Conways Manuskript spielt im England der 50er, sein Hauptprotagonist ist der 65 Jährige Londoner Detektiv Atticus Pünd, ein ausgeglichener in sich ruhender Geist mit scharfer Beobachtungsgabe. Der, obwohl er die Diagnose bekommt das er nur noch zwei Monate zu leben hat, oder vielleicht gerade aus diesem Grund, einen neuen Fall annimmt. In einem kleinen Englischen Dorf ist die Haushälterin Mary Blakiston ums Leben gekommen, ganz offensichtlich war es ein tragischer Unfall. Doch als wenig später der Großgrundbesitzer Sir Magnus Pye mit einem Schwert enthauptet wird glaubt niemand mehr an einen Zufall. Die Leute im Dorf beginnen sich gegenseitig zu verdächtigen und es liegt nun an Atticus Pünd den Mörder und sein Motiv zu enttarnen. Zusammen mit seinem tüchtigen, aber begriffsstutzigen Assistenten James Fraser lässt er den Kreis der Verdächtigen immer kleiner werden, bis nur noch der wahre Täter übrig bleibt und gerade als Pünd seine Schlussfolgerungen verkünden will… endet das Manuskript.

„Die Auflösung überrascht mich eigentlich immer, und ich liebe es, wenn der Detektiv alle Verdächtigen in einem Raum versammelt und den Fall mit der selben Lässigkeit aufklärt, mit der ein Zauberkünstler bunte Seidentücher aus dem Hut zieht.“

Man kann sich vorstellen wie verdattert ich war, als das Manuskript genau an der Stelle endete an der ich mir nur noch des Rätsels Lösung herbeisehnte.
Auch Susan ist perplex, sie hält es zunächst für einen Test ihres Chefs, der vermutlich wissen will wen sie für den Mörder hält.
Als sie aber aus dem Radio vom Tot des Autors Alan Conway erfährt, ist ihr klar das das wohl eher der Grund für das unfertige Manuskript ist. Doch je länger sie darüber nachdenkt, desto sicherer ist sie sich das er ihr kein halb fertiges Manuskript hätte zukommen lassen. Sie macht sich also auf die Suche nach den fehlenden Kapiteln. Dabei stößt sie auf immer mehr Ungereimtheiten was den augenscheinlichen Selbstmord des an Krebs leidenden Autors angeht. Und auf einmal ist sie sogar fest davon überzeugt, dass es Mord war. Das erste mal in ihrem Leben liest sie nicht nur Detektivgeschichten sondern wird selbst zur Detektivin. Sie beginnt Conways Bekannten- und Verwandtenkreis auseinanderzunehmen und stellt fest das Conway auf Grund seines schwierigen Wesens eine große Anzahl an Leuten gegen sich aufgebracht hat, die alle ein Motiv gehabt hätten sich seinen Tot zu wünschen.

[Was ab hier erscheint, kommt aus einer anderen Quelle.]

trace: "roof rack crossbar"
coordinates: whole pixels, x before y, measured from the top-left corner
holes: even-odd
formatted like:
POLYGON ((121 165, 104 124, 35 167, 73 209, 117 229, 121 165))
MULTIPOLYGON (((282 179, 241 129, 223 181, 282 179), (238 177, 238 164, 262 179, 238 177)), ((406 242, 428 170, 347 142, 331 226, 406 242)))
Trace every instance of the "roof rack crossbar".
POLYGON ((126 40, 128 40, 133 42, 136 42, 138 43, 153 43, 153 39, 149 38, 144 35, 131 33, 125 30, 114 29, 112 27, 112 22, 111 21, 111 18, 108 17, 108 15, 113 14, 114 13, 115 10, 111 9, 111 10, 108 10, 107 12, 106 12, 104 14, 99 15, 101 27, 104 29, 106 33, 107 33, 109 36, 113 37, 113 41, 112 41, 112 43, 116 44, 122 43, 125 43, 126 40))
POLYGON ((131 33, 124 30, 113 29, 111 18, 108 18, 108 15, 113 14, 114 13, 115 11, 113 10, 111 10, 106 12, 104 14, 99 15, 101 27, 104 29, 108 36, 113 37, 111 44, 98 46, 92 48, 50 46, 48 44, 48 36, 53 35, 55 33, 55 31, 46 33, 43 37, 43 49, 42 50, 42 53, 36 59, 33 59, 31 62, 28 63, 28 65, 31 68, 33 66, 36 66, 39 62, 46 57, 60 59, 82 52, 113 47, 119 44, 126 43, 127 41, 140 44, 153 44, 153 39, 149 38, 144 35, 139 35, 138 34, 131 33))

Antony Horowitz ist es gelungen zwei völlig unterschiedliche Texte zu kreieren. Die sich nicht nur inhaltsmäßig, sondern auch vom Schreibstil unterscheiden. Als wären es wirklich zwei Autoren, die diese Texte geschrieben hätten.

Auf der einen Seite ein Manuskript ganz in Sherlock Holmes Manier. Das nur so gespickt ist mit offensichtlichen Anspielungen auf die Werke von Agatha Christie und Arthur Conan Doyle, die das „goldene Zeitalter“ des englischen Kriminalromans geprägt haben. Horowitz erzeugt ein gemächliches Erzähl tempo, eine so sanfte und verträumte Grundstimmung, ohne das es langweilig wirkt. Ausführlich beschreibt er die pitoreske englische Landschaft, die Dörfer und deren Einwohner, so das ich das Lebensgefühl jener Zeit tatsächlich spüren kann.

Auf der anderen Seite die rasantere und emotionalere Geschichte um Susan Ryeland, die ihre Detektivische Ader auslebt und selbst zur Ermittlern wird. Durch die Ich Perspektive und dadurch das sie mich als Leser direkt anspricht und mit mir interagiert fühle ich mich ihr näher verbunden. Sie stellt an mich gerichtete Fragen und nimmt mich bei ihren laienhaften Ermittlungen an die Hand.

„Die Morde von Pye Hall“ ist wie ich finde ein überaus gut gestalteter Krimi, mit der perfekten Dosis Rätselraten, angenehm zu lesen und mit einer Vielzahl an mitunter sehr Kurzweiligen sympathischen und weniger Sympathischen Charakteren.
Ein Krimi bei dem er nicht nur von anderen Schriftstellern inspiriert wurde, sondern auch stark seine persönlichen Erfahrungen einfließen lies. Danke Anthony du hast mir eine sehr spannende Nacht bereitet.